The financial basis for an upzoning of the CambridgeSide mall area must be and will be examined closely, city councillors decided Monday, brushing aside Law Department concerns that could complicate a public discussion.

“Cities do this all the time. This is nothing unusual. You hire a consultant who evaluates it, and he or she reports back,” said city councillor Dennis Carlone, an urban planner.

The giant plan along East Cambridge’s First Street would decrease the mall’s retail space but add residential units, offices and labs – a minimum of 100,000 square feet of ground-floor retail and restaurants and 575,000 square feet of net new gross floor with buildings potentially as high as 155 feet. At least 30 percent of the net new gross floor area would be residential, and half of that would be required to be affordable; a Planning Board memo suggested in September that it would be an even mix of low- and middle-income units.

Though many residents support the remaking of CambridgeSide, some are daunted by the size of the project and worry about its impact on the neighborhood, including on traffic. “Before approving a redevelopment that sets a precedent and inflicts many costs on Cambridge’s historic neighborhoods and its residents,” Marlene Lundberg wrote in a September letter, “it seems wise and responsible for city government to perform [financial] due diligence.”

New England Development agreed to show city decision-makers financial documents that show projected costs and profits, but not let the city have a copy of the proprietary information, leading to a council order Oct. 7 to “conduct a confidential financial analysis of NED’s pro forma to inform the council in confidence on the value of the proposed upzoning.”

But could the financials be kept private, even as the analysis was made public? Doubts led to a “charter right” pause on the order for two weeks to seek legal advice, and what was reported back from city solicitor Nancy Glowa by Mayor Marc McGovern was not reassuring.

“As I understood it … it is her belief that we would not be able to keep the pro forma in confidence very easily, and that if there were a way to keep it in confidence, it would prevent us from even discussing it in public,” McGovern said. “The city has done [financial analyses] at other times; I think the question was around the confidentiality piece of it, and would all of it be public or not. So we could use some more clarification.”

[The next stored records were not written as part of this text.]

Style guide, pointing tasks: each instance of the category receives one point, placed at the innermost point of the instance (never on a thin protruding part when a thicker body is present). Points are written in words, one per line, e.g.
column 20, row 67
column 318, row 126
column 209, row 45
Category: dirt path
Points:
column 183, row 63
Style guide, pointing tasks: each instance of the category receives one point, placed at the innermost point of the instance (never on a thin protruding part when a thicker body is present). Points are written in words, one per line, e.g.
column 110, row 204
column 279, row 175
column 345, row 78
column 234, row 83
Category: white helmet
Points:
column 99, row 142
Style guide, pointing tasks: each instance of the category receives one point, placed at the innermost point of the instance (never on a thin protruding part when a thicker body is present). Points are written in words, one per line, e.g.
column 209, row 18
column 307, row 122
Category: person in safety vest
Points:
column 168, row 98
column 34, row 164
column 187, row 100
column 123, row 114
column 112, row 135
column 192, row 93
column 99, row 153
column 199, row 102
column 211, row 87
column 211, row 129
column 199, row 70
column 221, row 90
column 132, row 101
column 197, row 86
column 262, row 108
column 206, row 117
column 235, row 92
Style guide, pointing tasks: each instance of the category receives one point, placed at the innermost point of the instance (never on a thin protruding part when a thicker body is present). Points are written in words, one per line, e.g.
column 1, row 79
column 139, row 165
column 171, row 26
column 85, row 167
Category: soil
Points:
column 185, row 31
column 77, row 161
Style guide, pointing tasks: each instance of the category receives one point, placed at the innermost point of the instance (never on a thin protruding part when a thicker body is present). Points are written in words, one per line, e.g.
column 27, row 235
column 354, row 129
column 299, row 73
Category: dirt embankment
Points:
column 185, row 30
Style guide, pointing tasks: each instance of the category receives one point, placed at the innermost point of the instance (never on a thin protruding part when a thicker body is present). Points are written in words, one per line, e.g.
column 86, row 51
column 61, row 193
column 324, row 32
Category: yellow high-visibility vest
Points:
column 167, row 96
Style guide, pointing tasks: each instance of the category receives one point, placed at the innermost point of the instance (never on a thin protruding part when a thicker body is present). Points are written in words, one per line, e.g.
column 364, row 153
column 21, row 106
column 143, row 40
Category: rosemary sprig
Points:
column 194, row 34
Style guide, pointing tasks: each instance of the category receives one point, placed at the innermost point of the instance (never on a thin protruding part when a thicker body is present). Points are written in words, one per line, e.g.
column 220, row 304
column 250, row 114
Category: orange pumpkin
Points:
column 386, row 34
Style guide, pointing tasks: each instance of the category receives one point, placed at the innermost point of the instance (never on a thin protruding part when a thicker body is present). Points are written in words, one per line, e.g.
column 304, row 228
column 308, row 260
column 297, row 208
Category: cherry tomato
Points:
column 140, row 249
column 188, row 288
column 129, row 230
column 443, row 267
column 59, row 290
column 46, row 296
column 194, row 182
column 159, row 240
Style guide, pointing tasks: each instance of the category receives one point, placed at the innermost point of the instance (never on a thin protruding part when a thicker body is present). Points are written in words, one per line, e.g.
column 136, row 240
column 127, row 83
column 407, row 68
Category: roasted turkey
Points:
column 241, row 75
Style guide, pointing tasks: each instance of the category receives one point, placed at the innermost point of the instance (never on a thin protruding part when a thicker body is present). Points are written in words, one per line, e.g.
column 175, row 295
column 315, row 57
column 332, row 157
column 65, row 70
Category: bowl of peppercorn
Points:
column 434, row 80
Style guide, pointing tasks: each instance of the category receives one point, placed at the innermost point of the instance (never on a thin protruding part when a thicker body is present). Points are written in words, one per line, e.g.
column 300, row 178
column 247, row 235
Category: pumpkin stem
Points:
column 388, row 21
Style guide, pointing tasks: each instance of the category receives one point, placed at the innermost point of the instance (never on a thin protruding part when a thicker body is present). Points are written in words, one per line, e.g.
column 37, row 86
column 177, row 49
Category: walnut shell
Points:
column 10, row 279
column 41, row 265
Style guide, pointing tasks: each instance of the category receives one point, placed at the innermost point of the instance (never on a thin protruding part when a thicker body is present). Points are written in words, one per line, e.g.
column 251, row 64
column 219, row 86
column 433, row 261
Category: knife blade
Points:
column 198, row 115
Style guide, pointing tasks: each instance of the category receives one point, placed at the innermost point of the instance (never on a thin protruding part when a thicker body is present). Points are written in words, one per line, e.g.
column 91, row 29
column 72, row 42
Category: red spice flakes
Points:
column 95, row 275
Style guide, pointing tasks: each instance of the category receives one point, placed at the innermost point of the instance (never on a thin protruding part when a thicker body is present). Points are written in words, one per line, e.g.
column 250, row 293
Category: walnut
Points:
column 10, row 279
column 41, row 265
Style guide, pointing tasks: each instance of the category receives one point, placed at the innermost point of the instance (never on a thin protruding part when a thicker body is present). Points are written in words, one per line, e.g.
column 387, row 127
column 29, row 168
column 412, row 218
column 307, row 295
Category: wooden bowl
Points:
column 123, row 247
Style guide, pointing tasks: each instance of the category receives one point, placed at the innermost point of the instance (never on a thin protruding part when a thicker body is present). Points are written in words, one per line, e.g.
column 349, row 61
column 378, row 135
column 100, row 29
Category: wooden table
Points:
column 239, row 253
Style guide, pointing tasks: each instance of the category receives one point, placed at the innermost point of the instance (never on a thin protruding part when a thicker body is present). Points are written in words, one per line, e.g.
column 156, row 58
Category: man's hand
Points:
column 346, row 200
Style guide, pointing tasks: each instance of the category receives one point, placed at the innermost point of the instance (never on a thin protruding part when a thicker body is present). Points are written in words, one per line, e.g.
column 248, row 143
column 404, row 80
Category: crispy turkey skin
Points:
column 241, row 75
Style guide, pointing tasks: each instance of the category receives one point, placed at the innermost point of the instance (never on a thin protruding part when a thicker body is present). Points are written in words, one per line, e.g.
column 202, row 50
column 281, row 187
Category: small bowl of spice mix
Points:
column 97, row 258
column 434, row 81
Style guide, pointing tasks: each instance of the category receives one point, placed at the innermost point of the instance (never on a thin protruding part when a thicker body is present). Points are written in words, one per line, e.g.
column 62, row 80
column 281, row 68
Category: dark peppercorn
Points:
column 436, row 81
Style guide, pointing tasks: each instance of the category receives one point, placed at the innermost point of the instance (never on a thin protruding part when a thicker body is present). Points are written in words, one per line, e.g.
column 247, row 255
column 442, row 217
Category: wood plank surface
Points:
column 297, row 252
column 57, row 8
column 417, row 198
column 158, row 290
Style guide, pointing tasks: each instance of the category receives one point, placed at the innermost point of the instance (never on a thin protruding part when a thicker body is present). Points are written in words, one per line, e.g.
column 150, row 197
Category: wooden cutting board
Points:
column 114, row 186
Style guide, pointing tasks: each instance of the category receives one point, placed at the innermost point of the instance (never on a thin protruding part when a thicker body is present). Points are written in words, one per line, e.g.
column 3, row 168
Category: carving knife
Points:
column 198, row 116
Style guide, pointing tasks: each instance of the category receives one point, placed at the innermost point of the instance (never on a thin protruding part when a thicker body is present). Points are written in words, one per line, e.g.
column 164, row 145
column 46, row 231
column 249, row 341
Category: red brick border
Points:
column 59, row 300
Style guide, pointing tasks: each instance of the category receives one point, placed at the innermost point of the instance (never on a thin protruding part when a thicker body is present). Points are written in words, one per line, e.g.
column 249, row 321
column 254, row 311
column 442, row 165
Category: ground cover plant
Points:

Carlone, the author of the order, was fine with keeping it on the table while he got clarification from Glowa and consulted with colleagues in other cities. Quinton Zondervan, a co-sponsor, said there seemed no point to waiting, since the legal conversation could happen at any time.

The council agreed unanimously to ask the city manager to begin finding a financial analyst to look at whether the upzoning was needed as proposed for CambridgeSide’s survival.

“I don’t see how we can approve anything based on facts that we don’t see and understand –because that’s the whole justification for this upzoning before us,” Carlone said.

Aside from questions about how public the financial analysis will be, another question in the process is who is hired and how that work is overseen. After the council pushed for and approved a citywide master planning process, the City Manager’s Office brought on Boston-based Utile to run a process called Envision Cambridge; though enthusiasm was initially high, the team and its process drew criticism later, including for failure to communicate frequently with the council. The result, which looks to be decided by the next council after Nov. 5 elections, is seen with near universal skepticism.